La buona scuola? Molto meglio il buono-scuola

Proprio in queste settimane la politica italiana si è affannata a riproporci l’ennesima riforma della scuola.

Il governo Renzi ha chiamato la legge: Buona scuola. Sarebbe stato sufficiente cambiare una vocale e la riforma sarebbe stata spettacolare. In un piccolo saggio in uscita per i tipi della Rubbettino, il nostro favoloso Dario Antiseri riepiloga la vecchia ma sempre giovane proposta del Buono scuola.

L’idea del buono scuola è talmente di buon senso che non si riesce a capire per quale dannato motivo non sia stata già adottata. O meglio si capisce troppo bene: esso metterebbe in competizione pubblico e privato e renderebbe del tutto superflui alcuni giganteschi sprechi di Stato a cui corrispondono consorterie ben identificate.

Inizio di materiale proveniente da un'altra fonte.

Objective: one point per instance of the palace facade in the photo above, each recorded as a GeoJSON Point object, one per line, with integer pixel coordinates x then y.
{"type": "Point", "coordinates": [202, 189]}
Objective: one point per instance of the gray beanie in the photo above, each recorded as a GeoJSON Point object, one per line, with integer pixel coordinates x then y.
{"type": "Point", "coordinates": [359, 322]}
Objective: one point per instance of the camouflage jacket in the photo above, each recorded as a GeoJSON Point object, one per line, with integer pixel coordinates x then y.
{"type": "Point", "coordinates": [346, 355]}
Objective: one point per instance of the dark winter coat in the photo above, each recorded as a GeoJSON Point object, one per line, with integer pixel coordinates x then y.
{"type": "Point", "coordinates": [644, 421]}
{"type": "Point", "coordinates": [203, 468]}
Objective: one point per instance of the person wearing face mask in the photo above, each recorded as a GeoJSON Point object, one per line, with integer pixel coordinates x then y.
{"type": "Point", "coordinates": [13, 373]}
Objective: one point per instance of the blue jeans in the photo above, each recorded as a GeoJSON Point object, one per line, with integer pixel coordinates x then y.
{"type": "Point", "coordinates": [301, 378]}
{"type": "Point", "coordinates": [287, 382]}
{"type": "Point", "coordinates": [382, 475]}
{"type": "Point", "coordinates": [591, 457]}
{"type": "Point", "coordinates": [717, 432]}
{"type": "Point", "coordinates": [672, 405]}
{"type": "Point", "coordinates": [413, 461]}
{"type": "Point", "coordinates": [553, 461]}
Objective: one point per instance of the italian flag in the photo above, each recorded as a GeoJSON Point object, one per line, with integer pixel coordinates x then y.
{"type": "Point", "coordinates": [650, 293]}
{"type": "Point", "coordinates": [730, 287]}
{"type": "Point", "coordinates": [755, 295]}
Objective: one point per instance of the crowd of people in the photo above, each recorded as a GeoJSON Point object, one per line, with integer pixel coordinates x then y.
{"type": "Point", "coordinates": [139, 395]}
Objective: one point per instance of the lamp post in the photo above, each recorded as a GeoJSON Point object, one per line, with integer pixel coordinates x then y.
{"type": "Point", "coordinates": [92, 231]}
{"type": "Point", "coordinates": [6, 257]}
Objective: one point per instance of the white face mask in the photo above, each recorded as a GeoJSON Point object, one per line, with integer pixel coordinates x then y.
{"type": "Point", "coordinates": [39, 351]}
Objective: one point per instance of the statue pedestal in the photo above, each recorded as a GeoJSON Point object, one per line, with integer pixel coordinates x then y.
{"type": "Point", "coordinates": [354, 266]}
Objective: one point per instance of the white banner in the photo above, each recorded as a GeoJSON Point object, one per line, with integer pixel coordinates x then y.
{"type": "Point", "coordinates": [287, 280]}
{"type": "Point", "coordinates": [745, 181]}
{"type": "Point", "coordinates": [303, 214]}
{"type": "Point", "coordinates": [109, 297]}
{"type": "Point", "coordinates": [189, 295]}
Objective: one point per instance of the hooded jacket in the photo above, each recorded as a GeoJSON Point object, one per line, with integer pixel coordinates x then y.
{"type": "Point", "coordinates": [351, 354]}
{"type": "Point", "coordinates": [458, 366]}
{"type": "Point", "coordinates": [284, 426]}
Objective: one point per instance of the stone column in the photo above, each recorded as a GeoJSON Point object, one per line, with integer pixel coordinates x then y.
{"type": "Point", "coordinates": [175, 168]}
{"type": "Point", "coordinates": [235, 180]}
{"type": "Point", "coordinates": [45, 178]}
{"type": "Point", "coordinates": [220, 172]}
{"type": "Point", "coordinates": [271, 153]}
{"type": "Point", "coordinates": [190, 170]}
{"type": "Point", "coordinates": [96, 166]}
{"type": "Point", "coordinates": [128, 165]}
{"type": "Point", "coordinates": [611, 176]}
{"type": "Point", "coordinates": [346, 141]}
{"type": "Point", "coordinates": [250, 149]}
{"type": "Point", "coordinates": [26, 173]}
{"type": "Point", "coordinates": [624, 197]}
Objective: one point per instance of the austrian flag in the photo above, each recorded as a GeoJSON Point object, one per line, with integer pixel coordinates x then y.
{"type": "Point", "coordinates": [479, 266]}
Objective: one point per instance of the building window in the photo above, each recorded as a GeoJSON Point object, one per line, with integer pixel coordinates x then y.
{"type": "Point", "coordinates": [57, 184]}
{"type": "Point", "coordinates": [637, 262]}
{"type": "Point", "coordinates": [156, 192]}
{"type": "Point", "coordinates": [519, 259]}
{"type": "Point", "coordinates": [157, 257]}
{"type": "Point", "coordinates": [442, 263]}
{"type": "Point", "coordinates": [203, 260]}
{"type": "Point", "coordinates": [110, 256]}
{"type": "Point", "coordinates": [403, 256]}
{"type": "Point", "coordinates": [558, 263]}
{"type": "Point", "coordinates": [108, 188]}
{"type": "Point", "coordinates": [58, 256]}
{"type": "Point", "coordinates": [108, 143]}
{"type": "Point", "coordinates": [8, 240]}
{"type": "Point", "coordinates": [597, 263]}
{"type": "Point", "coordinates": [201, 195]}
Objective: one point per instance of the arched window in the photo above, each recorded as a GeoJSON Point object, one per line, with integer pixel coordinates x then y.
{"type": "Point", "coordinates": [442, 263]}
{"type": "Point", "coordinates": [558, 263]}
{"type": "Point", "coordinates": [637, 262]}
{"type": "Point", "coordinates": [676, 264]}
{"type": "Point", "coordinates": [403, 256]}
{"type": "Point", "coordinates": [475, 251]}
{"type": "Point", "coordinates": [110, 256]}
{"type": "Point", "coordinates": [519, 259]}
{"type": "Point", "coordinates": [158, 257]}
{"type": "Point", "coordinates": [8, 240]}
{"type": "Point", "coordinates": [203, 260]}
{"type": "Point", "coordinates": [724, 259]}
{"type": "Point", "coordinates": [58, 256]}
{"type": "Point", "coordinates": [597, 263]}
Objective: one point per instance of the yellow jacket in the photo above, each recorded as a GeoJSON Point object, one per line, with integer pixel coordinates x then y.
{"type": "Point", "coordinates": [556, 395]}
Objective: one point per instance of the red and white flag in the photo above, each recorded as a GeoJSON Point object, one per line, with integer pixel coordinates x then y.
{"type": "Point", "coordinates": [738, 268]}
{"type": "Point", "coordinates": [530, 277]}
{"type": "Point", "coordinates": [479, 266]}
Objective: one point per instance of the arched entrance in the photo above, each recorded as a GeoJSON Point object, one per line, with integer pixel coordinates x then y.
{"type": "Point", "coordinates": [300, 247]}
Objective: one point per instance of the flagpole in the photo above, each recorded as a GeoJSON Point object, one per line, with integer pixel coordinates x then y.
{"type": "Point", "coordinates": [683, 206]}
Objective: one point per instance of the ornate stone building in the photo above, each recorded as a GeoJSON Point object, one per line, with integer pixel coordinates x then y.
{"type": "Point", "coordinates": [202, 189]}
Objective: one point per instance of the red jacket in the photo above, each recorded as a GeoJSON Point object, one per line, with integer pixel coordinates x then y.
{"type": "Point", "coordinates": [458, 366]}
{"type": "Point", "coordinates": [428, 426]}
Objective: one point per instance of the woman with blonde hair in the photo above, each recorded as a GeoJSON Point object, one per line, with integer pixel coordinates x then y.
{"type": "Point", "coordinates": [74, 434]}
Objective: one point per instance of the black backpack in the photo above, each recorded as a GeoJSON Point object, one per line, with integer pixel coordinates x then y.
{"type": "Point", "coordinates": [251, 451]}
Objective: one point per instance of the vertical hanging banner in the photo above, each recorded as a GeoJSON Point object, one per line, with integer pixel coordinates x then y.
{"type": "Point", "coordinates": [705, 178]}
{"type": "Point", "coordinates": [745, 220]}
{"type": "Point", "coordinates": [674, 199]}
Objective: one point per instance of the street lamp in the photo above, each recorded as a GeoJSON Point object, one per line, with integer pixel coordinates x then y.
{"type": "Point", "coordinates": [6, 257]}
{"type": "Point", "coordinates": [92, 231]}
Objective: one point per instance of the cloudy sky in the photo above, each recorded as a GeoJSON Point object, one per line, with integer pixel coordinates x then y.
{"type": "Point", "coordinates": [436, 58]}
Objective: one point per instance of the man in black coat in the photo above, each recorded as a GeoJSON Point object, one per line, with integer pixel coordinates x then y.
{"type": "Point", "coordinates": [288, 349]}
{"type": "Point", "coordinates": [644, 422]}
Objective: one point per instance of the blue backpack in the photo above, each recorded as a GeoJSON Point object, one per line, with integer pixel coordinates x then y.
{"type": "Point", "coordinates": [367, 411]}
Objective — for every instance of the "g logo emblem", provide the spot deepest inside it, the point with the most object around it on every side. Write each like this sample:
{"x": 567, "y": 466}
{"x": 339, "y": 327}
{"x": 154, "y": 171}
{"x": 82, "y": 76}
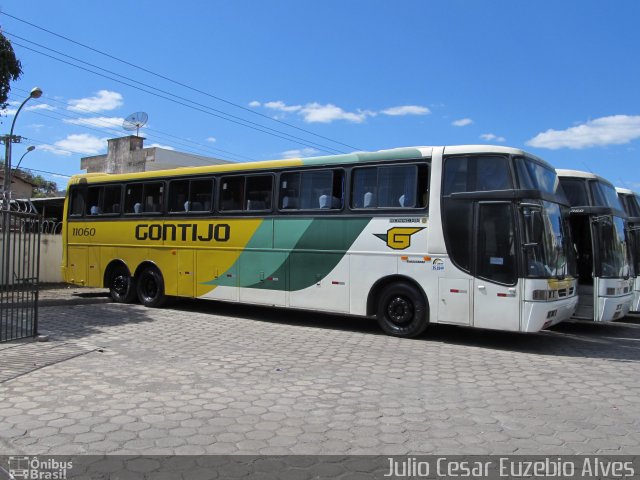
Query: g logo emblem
{"x": 398, "y": 238}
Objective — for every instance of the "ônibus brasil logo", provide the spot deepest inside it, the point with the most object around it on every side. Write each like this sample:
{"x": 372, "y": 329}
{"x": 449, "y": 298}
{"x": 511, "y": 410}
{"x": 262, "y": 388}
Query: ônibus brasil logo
{"x": 398, "y": 238}
{"x": 34, "y": 468}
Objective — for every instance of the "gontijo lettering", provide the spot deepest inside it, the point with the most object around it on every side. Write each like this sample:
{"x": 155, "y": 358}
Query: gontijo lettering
{"x": 219, "y": 232}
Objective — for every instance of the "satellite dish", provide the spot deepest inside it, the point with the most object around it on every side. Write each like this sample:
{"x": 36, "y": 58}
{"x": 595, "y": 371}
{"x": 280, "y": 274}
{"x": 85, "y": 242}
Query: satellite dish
{"x": 135, "y": 121}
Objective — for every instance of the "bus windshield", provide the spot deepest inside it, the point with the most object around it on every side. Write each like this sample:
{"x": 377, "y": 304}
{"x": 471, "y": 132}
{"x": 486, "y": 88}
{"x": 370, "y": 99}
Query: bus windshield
{"x": 535, "y": 176}
{"x": 546, "y": 241}
{"x": 611, "y": 243}
{"x": 605, "y": 195}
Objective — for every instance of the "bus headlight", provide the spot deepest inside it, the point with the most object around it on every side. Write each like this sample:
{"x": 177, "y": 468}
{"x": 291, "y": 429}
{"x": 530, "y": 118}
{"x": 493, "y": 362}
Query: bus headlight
{"x": 541, "y": 295}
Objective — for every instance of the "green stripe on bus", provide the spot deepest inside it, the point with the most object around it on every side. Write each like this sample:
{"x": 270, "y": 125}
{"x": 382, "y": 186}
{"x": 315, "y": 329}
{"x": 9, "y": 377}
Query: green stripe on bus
{"x": 316, "y": 253}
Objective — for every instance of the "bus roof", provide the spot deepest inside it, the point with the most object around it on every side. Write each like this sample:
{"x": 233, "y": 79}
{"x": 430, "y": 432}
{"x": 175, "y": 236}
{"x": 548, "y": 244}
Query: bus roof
{"x": 405, "y": 153}
{"x": 580, "y": 174}
{"x": 625, "y": 191}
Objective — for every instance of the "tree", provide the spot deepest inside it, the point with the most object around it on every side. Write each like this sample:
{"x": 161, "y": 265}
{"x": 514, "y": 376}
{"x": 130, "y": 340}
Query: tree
{"x": 42, "y": 187}
{"x": 10, "y": 69}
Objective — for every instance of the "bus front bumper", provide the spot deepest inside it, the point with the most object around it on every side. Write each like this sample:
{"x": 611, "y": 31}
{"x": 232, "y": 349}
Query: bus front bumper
{"x": 614, "y": 308}
{"x": 537, "y": 316}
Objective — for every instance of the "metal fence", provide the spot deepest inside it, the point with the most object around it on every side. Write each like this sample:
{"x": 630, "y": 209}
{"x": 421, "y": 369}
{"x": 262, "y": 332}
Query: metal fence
{"x": 20, "y": 228}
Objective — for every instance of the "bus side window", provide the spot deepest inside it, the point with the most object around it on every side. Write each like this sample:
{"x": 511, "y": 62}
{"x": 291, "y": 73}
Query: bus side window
{"x": 110, "y": 203}
{"x": 133, "y": 198}
{"x": 200, "y": 192}
{"x": 364, "y": 188}
{"x": 231, "y": 193}
{"x": 390, "y": 186}
{"x": 259, "y": 190}
{"x": 77, "y": 206}
{"x": 290, "y": 191}
{"x": 153, "y": 197}
{"x": 178, "y": 196}
{"x": 93, "y": 201}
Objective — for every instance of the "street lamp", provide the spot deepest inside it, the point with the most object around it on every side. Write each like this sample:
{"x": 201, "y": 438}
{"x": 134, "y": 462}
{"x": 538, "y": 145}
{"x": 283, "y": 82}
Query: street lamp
{"x": 30, "y": 148}
{"x": 9, "y": 139}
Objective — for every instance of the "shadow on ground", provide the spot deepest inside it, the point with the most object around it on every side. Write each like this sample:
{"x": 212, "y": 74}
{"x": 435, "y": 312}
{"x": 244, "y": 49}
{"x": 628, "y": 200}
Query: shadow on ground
{"x": 616, "y": 340}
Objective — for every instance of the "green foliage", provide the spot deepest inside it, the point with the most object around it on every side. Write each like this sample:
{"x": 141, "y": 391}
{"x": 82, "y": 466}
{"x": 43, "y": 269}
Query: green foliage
{"x": 43, "y": 188}
{"x": 10, "y": 69}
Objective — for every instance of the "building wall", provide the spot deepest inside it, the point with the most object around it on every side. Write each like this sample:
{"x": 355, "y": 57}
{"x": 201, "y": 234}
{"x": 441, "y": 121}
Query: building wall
{"x": 127, "y": 155}
{"x": 19, "y": 188}
{"x": 50, "y": 258}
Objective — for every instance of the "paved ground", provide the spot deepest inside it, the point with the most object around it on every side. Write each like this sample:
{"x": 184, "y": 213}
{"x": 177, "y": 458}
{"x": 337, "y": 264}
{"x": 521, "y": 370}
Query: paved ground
{"x": 205, "y": 377}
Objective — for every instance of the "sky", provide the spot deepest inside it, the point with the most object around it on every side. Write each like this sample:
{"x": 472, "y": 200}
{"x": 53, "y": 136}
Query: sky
{"x": 262, "y": 79}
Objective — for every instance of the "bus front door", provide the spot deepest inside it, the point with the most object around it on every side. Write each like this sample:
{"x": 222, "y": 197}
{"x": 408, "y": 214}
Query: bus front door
{"x": 496, "y": 296}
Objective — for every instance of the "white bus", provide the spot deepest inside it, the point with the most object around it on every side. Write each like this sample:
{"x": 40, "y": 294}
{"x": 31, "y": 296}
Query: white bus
{"x": 631, "y": 204}
{"x": 605, "y": 286}
{"x": 462, "y": 235}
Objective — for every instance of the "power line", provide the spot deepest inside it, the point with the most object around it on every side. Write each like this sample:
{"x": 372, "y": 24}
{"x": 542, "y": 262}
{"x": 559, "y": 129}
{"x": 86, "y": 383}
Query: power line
{"x": 168, "y": 98}
{"x": 206, "y": 148}
{"x": 106, "y": 129}
{"x": 44, "y": 171}
{"x": 176, "y": 82}
{"x": 219, "y": 113}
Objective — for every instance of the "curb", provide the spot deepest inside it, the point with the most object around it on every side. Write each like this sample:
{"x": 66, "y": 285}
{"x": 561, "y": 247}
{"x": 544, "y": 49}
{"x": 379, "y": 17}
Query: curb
{"x": 59, "y": 302}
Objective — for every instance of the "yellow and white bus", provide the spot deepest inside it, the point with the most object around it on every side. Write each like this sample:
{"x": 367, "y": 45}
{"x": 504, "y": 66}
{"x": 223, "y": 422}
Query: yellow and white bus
{"x": 631, "y": 203}
{"x": 464, "y": 235}
{"x": 605, "y": 286}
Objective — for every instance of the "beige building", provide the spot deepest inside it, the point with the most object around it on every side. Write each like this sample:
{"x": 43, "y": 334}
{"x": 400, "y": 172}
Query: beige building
{"x": 20, "y": 188}
{"x": 127, "y": 155}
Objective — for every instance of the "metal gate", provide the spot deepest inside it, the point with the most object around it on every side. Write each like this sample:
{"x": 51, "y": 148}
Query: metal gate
{"x": 19, "y": 269}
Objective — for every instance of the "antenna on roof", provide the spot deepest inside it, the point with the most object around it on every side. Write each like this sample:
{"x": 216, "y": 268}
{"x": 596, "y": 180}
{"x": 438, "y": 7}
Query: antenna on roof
{"x": 135, "y": 121}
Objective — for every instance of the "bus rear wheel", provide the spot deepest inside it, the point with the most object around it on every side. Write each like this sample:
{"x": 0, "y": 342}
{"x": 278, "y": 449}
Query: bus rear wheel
{"x": 402, "y": 311}
{"x": 121, "y": 286}
{"x": 150, "y": 288}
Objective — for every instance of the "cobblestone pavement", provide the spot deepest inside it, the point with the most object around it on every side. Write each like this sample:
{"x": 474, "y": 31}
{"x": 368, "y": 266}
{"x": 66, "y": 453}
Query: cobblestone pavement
{"x": 206, "y": 377}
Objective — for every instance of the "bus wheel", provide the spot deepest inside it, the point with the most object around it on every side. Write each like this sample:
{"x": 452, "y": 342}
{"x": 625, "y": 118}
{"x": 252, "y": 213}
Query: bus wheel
{"x": 150, "y": 287}
{"x": 121, "y": 286}
{"x": 402, "y": 311}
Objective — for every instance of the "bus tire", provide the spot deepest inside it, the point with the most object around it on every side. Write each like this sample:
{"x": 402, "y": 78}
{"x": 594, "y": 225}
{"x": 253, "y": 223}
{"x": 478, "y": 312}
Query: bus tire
{"x": 402, "y": 311}
{"x": 122, "y": 288}
{"x": 150, "y": 288}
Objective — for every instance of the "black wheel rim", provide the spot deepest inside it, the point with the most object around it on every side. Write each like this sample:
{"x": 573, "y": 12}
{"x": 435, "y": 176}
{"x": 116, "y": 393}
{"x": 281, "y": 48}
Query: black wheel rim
{"x": 400, "y": 311}
{"x": 149, "y": 287}
{"x": 120, "y": 285}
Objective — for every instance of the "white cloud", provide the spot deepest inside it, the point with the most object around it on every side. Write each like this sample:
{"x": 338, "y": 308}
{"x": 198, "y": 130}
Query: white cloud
{"x": 9, "y": 112}
{"x": 99, "y": 122}
{"x": 304, "y": 152}
{"x": 103, "y": 101}
{"x": 282, "y": 107}
{"x": 463, "y": 122}
{"x": 406, "y": 110}
{"x": 157, "y": 145}
{"x": 490, "y": 137}
{"x": 76, "y": 143}
{"x": 317, "y": 113}
{"x": 612, "y": 130}
{"x": 39, "y": 106}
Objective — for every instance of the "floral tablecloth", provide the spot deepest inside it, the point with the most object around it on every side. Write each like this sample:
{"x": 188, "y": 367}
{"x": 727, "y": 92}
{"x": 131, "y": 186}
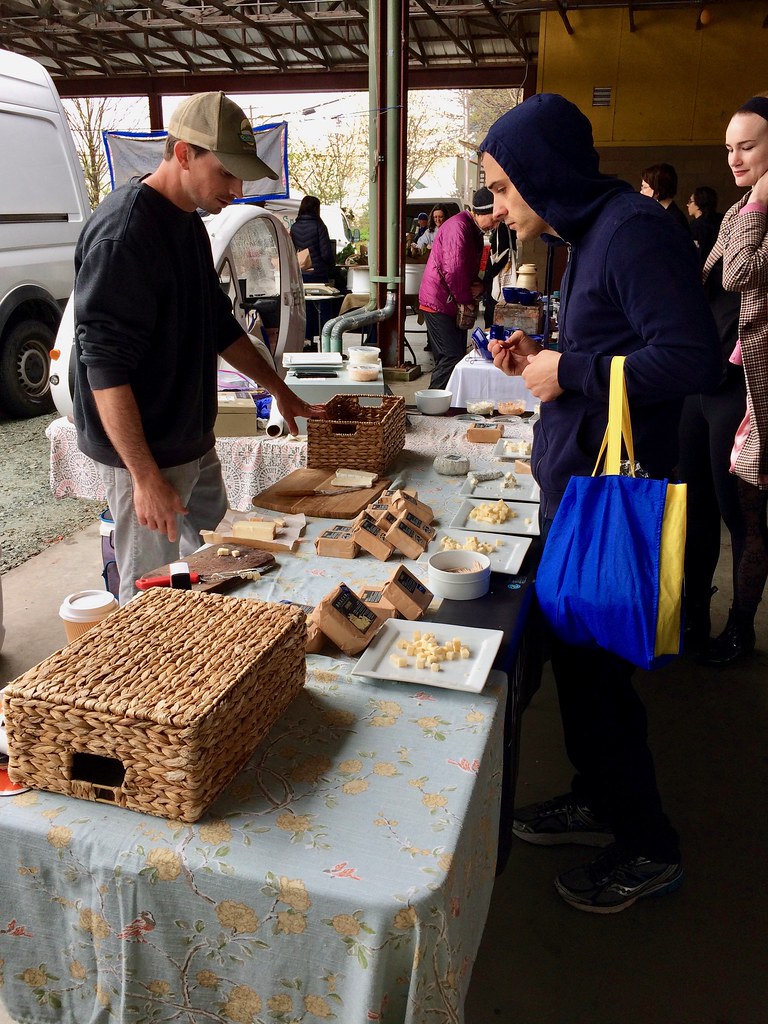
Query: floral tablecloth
{"x": 253, "y": 464}
{"x": 344, "y": 876}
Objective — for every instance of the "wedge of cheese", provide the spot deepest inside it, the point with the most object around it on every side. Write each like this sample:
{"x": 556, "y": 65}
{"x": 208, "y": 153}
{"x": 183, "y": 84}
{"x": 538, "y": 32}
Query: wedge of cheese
{"x": 254, "y": 529}
{"x": 353, "y": 478}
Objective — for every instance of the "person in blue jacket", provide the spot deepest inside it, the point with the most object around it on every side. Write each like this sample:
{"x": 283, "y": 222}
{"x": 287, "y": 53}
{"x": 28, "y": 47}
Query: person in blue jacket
{"x": 632, "y": 288}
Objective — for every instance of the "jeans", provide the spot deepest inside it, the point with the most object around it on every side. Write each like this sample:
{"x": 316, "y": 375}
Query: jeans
{"x": 605, "y": 729}
{"x": 138, "y": 550}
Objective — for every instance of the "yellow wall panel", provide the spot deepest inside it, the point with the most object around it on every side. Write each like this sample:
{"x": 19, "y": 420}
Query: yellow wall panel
{"x": 672, "y": 83}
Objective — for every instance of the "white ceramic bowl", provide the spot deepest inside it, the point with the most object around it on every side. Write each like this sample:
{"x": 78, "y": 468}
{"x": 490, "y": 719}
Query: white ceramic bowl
{"x": 433, "y": 401}
{"x": 364, "y": 371}
{"x": 459, "y": 576}
{"x": 364, "y": 353}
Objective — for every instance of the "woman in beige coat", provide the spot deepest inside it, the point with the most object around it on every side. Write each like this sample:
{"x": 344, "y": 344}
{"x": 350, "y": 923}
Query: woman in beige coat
{"x": 742, "y": 243}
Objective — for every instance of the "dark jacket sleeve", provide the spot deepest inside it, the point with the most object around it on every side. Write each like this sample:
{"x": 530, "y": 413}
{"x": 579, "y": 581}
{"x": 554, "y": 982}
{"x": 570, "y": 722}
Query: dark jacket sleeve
{"x": 658, "y": 290}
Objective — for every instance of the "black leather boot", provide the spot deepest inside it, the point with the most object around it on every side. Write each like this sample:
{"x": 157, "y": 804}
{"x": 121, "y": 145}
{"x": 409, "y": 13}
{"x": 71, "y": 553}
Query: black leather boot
{"x": 736, "y": 639}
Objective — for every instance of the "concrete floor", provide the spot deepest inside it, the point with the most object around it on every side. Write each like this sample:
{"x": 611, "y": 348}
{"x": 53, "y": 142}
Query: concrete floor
{"x": 694, "y": 957}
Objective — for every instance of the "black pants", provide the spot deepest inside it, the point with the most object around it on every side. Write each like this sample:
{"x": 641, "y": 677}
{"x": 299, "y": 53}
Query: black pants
{"x": 605, "y": 729}
{"x": 449, "y": 346}
{"x": 708, "y": 427}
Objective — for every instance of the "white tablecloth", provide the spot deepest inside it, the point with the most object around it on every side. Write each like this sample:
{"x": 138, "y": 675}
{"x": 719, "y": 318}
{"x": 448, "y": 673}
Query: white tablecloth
{"x": 250, "y": 465}
{"x": 474, "y": 379}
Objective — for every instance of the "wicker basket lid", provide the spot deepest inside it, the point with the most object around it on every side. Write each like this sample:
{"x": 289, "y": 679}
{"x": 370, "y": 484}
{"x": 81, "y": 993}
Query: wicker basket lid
{"x": 168, "y": 656}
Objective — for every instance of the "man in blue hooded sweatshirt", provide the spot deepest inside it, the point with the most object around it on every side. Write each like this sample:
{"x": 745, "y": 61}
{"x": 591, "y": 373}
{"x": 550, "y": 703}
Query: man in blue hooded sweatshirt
{"x": 632, "y": 288}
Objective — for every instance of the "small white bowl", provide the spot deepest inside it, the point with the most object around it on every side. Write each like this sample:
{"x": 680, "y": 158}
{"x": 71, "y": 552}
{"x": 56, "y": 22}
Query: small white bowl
{"x": 433, "y": 401}
{"x": 364, "y": 371}
{"x": 459, "y": 576}
{"x": 364, "y": 353}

Intanto fa bene Antiseri a sgomberare subito nel primo capitolo un equivoco: «Chi difende la scuola libera non è affatto contrario alla scuola di Stato; è solo contrario al suo monopolio».

Oggi si sta dibattendo sulle vacanze dei professori. In una scuola libera a decidere sarebbe il mercato e cioè le famiglie degli studenti: sceglierebbero l’istruzione per i propri figli anche in funzione di un’offerta diversificata sotto questo aspetto.

Antiseri, rispolverando Popper, ci spiega come la competizione (anche quella tra scuole) sia la più alta forma di collaborazione e finalmente in poche righe ci ricorda la proposta e la filosofia di Milton Friedman sul tema. «Una società stabile e democratica – scrive il premio Nobel per l’economia – è impossibile senza un certo grado di alfabetismo e senza una diffusa accettazione di alcuni complessi comuni di valori. L’educazione di mio figlio contribuisce anche al vostro benessere…».

Da ciò deriva la possibilità, anche per un liberista come Friedman, di un intervento pubblico, ma attraverso la concessione ai genitori «di titoli di credito per servizi scolastici approvati». L’intervento dello Stato dunque deve essere volto al finanziamento delle famiglie e non necessariamente alla fornitura del servizio, che le famiglie dovrebbero essere libere di acquistare sul mercato.